*Tuesday, June 12, 2018*

Honorary Clare Fellow Sir Andrew Wiles (Mathematics, 1974), has been appointed by Her Majesty the Queen as Oxford’s first Regius Professor of Mathematics. This occasions marks the first Regius Professorship awarded to Oxford since 1842. Sir Andrew received his B.A. at Merton College, Oxford before completing his Ph.D. at Clare. Celebrated for his proof of Fermat’s Last Theorem, Sir Andrew is one of the world’s most well-known mathematicians. In 2016 he was awarded the highest honour in mathematics, the Abel Prize, followed by the Royal Society’s oldest and most prestigious award, the Copley medal, in 2017.

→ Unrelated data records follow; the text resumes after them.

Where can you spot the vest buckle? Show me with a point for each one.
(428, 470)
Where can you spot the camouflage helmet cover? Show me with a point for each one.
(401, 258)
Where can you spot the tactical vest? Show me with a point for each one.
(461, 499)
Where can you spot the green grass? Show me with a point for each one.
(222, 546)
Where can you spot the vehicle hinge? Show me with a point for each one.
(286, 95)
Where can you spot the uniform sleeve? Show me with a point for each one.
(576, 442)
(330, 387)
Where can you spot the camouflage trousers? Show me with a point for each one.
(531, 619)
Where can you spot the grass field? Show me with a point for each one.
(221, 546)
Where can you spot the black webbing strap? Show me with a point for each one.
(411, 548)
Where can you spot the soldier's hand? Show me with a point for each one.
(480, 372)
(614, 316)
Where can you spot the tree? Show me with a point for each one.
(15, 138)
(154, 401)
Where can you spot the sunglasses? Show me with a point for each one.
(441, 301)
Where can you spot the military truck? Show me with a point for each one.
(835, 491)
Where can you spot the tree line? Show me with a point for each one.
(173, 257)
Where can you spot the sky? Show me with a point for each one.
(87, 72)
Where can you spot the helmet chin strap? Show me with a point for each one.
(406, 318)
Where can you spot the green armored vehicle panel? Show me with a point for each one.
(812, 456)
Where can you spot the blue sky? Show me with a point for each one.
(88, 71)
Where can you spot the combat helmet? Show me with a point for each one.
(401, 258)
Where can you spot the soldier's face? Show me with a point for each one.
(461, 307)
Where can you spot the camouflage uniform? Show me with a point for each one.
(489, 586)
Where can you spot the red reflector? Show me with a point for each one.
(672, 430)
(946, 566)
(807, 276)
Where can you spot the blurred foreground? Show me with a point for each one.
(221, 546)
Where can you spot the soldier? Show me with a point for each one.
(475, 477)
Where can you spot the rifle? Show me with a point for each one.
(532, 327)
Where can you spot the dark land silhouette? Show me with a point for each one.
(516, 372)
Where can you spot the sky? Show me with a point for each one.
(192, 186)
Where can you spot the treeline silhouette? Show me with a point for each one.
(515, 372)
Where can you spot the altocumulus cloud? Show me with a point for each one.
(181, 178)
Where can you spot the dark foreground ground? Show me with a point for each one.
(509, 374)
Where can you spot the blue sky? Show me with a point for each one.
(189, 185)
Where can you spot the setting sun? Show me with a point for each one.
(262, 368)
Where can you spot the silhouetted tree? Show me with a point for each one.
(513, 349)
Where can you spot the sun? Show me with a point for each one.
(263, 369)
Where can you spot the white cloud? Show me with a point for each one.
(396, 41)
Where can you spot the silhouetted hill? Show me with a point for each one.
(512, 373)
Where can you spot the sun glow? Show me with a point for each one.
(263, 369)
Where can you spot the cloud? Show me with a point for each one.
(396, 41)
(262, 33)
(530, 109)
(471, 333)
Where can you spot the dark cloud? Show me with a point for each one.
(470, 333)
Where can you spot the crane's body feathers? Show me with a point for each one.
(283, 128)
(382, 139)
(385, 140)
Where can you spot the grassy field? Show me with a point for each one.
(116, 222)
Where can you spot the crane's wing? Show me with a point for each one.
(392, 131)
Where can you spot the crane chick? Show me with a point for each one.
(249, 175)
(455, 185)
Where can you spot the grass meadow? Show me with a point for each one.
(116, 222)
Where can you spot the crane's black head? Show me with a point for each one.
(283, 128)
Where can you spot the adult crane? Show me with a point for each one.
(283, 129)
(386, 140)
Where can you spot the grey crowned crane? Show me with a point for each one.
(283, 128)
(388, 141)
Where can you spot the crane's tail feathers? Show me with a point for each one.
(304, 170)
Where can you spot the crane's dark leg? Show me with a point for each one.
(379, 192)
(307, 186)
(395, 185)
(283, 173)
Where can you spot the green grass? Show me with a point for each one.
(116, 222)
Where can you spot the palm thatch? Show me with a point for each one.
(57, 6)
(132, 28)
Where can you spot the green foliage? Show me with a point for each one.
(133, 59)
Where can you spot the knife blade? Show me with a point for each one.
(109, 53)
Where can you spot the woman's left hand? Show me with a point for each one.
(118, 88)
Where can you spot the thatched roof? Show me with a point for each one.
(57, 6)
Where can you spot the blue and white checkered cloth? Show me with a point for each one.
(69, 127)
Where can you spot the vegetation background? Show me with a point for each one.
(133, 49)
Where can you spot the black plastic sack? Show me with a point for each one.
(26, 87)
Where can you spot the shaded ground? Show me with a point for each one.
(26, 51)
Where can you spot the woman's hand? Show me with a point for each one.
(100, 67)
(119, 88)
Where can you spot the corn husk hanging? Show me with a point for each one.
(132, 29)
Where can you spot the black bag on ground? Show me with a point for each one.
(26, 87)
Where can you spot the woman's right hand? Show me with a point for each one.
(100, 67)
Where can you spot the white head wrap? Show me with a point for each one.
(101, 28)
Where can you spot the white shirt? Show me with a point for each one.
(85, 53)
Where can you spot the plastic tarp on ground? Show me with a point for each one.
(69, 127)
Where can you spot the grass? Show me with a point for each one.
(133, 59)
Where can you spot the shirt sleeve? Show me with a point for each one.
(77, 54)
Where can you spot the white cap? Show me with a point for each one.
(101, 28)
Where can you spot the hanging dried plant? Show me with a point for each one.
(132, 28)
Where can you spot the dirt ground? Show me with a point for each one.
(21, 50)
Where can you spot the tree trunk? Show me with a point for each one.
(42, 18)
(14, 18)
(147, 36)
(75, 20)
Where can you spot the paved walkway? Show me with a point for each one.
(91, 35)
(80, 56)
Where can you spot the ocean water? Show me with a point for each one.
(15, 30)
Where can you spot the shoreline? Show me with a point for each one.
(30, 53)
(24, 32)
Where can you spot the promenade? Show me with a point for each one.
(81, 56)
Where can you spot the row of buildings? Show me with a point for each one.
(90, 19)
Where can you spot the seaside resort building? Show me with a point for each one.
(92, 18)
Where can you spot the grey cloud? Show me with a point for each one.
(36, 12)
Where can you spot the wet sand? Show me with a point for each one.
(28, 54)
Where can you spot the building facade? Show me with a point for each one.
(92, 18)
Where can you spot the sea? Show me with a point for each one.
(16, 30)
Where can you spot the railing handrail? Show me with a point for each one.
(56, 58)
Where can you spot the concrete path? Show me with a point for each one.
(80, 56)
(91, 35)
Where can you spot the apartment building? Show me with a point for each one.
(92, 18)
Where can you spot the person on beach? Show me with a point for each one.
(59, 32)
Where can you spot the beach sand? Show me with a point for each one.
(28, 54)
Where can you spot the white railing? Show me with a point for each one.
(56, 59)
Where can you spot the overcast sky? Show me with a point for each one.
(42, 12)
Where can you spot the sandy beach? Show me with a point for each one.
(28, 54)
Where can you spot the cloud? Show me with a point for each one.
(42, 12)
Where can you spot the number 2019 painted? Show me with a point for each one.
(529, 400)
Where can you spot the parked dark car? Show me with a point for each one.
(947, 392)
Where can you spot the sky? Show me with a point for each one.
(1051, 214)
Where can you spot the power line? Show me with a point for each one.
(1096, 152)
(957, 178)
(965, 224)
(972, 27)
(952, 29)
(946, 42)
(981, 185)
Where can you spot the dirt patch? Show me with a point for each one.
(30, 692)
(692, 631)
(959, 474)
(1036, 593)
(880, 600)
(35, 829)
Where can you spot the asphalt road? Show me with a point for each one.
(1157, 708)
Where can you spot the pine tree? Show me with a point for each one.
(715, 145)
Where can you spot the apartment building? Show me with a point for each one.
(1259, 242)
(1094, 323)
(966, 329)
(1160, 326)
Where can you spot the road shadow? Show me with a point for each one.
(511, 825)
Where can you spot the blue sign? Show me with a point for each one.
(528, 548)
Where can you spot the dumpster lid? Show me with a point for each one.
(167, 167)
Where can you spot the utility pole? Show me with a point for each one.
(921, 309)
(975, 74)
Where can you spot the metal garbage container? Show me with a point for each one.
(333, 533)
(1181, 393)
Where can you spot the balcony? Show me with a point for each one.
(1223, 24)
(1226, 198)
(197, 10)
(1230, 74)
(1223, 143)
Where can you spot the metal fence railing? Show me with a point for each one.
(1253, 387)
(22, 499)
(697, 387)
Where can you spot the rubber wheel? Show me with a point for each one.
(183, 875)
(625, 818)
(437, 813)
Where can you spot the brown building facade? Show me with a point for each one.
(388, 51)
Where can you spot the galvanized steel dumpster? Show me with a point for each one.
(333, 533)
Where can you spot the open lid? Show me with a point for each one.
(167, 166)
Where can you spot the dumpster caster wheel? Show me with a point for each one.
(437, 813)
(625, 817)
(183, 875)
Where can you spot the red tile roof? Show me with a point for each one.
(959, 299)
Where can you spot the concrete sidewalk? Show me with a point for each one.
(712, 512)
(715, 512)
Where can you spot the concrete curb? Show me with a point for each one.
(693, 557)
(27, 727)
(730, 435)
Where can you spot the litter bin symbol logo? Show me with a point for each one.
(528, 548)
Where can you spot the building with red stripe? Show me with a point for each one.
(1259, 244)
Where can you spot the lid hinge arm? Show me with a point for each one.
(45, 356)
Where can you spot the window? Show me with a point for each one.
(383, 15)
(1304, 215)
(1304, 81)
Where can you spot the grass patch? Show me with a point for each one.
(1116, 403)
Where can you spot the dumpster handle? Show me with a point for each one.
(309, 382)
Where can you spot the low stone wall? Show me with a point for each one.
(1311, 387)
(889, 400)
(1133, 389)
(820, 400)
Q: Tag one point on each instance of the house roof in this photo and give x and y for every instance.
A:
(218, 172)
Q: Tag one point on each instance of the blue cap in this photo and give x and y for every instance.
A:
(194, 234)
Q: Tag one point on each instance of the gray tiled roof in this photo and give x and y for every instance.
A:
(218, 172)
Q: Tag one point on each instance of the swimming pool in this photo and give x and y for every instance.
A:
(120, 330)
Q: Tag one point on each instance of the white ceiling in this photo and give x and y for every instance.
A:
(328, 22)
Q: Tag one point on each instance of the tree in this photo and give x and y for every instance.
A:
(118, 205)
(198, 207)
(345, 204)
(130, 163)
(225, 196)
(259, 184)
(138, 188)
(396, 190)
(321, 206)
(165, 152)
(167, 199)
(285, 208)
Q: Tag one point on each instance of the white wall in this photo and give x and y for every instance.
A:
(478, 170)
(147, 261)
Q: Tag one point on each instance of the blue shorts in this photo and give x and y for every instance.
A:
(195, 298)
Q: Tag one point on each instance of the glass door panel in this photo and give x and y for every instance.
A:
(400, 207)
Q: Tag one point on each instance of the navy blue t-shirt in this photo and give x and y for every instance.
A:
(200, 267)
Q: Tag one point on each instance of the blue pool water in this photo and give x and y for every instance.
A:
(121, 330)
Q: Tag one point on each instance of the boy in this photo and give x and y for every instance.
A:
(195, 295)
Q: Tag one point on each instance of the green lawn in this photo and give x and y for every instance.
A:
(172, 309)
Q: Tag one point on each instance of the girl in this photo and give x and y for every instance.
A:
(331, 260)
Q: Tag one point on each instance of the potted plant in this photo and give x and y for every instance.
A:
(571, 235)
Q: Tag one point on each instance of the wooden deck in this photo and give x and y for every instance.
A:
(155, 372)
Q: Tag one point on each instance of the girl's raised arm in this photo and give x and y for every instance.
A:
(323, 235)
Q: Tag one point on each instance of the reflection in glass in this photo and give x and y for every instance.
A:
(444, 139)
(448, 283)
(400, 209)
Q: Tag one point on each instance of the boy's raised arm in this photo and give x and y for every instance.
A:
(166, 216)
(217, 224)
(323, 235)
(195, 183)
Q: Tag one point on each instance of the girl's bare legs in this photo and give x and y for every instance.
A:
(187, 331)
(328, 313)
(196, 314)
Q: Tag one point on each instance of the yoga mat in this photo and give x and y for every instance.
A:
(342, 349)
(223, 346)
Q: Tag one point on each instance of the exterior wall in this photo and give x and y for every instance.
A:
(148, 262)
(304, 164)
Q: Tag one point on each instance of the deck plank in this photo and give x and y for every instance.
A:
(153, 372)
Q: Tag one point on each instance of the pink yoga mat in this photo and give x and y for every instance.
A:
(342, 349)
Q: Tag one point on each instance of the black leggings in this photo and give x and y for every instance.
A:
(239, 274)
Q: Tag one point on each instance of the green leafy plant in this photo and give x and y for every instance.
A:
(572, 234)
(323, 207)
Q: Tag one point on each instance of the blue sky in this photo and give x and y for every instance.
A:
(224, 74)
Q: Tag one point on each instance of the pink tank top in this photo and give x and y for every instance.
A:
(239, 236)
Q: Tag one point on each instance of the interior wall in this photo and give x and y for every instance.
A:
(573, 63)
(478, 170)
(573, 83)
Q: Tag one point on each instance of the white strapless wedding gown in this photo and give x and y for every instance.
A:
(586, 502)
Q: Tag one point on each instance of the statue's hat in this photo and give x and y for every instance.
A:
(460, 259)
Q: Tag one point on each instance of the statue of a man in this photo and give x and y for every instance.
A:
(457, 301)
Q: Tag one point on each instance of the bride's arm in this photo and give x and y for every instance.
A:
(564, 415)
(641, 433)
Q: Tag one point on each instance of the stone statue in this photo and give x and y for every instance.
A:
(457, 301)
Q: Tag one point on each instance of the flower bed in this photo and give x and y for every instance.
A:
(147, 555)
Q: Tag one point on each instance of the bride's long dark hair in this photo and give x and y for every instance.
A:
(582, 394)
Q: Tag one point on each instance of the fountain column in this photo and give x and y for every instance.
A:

Sir Andrew, a Fellow of Merton College, is the Royal Society Research Professor of Mathematics at Oxford. His colleague Professor Martin Bridson, Head of Oxford’s Mathematical Institute, said: “It is entirely fitting that the first holder of this Professorship should be Sir Andrew Wiles. Nobody exemplifies the relentless pursuit of mathematical understanding in the service of mankind better than him.”

The rare title was granted as part of the Queen’s 90^{th} birthday celebrations. Sir Andrew’s father, the Rev Maurice Wiles, was a Dean and Fellow of Clare as well as Regius Professor of Divinity at Oxford.